I wrote some essays in private. I hope some will see the light of day. They belonged in their own world, not on a blog, I decided, so I put them in a drawer and waited for the pain which had inspired them to ease. Once that pain had lessened, I figured, I could decide if they had any merit. The blogging world moves so quickly: write, submit! Write, submit! Publish, publish, publish! I wanted off that treadmill; it felt pointless and silly and repetitive.

As a mother who isn't working, it is wonderful to have a sense of community, and to create, even if it is a silly essay for a web site or a blog post for your readership of three: you, your husband when he has the time to read, and the ghost of your pet dog. But swept into the vortex of submission, rejection and sometimes, ah--sweet dopamine fix--acceptance, I lost my way. I stumbled and fell.

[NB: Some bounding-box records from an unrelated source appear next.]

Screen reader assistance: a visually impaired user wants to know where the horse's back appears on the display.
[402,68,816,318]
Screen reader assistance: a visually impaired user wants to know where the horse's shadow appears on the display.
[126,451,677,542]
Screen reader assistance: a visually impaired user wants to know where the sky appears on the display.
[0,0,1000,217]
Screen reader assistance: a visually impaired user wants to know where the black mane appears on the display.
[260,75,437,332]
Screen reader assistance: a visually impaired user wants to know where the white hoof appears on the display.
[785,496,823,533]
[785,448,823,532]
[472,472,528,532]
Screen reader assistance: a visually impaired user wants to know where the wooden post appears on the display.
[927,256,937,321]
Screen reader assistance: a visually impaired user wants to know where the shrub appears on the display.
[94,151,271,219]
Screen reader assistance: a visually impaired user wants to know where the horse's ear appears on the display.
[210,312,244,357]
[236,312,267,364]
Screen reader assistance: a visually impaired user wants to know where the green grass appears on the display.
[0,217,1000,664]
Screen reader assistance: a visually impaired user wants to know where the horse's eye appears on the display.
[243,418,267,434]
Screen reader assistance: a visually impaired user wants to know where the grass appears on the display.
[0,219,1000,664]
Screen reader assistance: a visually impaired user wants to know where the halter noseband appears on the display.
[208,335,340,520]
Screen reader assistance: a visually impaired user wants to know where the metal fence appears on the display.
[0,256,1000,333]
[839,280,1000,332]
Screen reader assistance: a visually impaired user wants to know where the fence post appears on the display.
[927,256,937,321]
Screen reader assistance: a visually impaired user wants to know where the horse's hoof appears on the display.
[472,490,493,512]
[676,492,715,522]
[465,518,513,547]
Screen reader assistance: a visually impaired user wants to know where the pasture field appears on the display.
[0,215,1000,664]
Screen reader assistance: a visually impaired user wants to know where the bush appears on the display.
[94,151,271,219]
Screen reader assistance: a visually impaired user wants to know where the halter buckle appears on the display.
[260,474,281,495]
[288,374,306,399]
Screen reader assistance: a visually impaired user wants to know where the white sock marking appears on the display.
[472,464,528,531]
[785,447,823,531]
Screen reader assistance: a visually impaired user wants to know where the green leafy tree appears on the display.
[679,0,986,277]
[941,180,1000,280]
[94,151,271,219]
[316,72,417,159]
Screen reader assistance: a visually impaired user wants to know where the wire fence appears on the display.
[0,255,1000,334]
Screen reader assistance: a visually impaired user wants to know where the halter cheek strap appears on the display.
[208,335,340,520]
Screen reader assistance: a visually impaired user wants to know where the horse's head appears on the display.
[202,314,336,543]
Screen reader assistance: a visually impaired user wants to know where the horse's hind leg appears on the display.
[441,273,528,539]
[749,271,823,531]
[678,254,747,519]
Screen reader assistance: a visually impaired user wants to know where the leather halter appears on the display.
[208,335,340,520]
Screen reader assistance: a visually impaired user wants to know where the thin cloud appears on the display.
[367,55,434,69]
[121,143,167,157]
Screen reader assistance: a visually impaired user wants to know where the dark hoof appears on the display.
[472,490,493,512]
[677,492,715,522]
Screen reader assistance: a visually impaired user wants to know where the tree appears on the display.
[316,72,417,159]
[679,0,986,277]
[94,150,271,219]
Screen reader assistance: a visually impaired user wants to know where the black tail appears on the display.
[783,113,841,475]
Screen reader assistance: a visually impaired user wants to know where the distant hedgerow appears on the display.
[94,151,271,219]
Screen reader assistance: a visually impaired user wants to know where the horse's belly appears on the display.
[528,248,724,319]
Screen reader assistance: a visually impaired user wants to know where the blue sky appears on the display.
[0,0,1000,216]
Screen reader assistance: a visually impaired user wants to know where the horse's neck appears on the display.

Bleeding and dizzy, I stood up and looked at what a year had produced. I had written a few things I liked, I had written a lot of nonsense, and I had tried to create in a time of life that can be filled entirely with simply surviving.

And then I thought, what about it? Why don't I just try to survive? Maybe I would be far happier if I stopped trying to make something of my words, of myself, of my life right now. Maybe I should go back to curling into my child and falling asleep with her at night, cooking more stews and roast vegetables again, vacuuming the rug, reading plays that someday soon I might audition for. I am an actor, after all, not a writer.

I sat in the darkness for a while. I visited the place where the blog once stood. Cobwebs had formed, ghosts lurked in the shadows and I felt a chill pass through as its body grew cold.

This didn't feel entirely bad. I enjoyed the silence, I enjoyed the sense of control I had over my moments of quiet, so few with a young child. I had no urge to run to the computer and type, no need to scrawl notes on napkins or in notebooks. No ideas percolated.

But chemicals shift, mothers improve for a time, and the sun starts slowly making its way round the bend. Spring may be a few months off, but we have started spotting birds perching in the bare branches outside our living room windows. The light beckons once more.

So, what the hell? I have, with shaking hands, opened the blinds.

A little light filters into this dusty space. The ghosts have scurried to their corners, but they haven't vanished. I don't want them to. They write most of my words.

To write is to say, "I'm here." The world's problems are vast, the suffering of many others is more profound and consistent than mine, but denying my right to say "I'm here" is as pointless and destructive as shaking the flower where the Whos of Whoville live. A person's a person no matter how small. 

Blogs get a lot of grief for not being serious literary endeavors. But maybe that is neither their intent nor their purpose. They are simply a whole lot of voices singing in unison: "We are here!" and in doing so, letting all those other tiny voices be heard, through our collective singing. We don't have to be very good at writing or thinking up fresh ideas. We just have to show up and open the blinds.

So I'm here, opening the blinds and letting the gray winter light in. Are you out there, too? Because I don't think I can do it alone.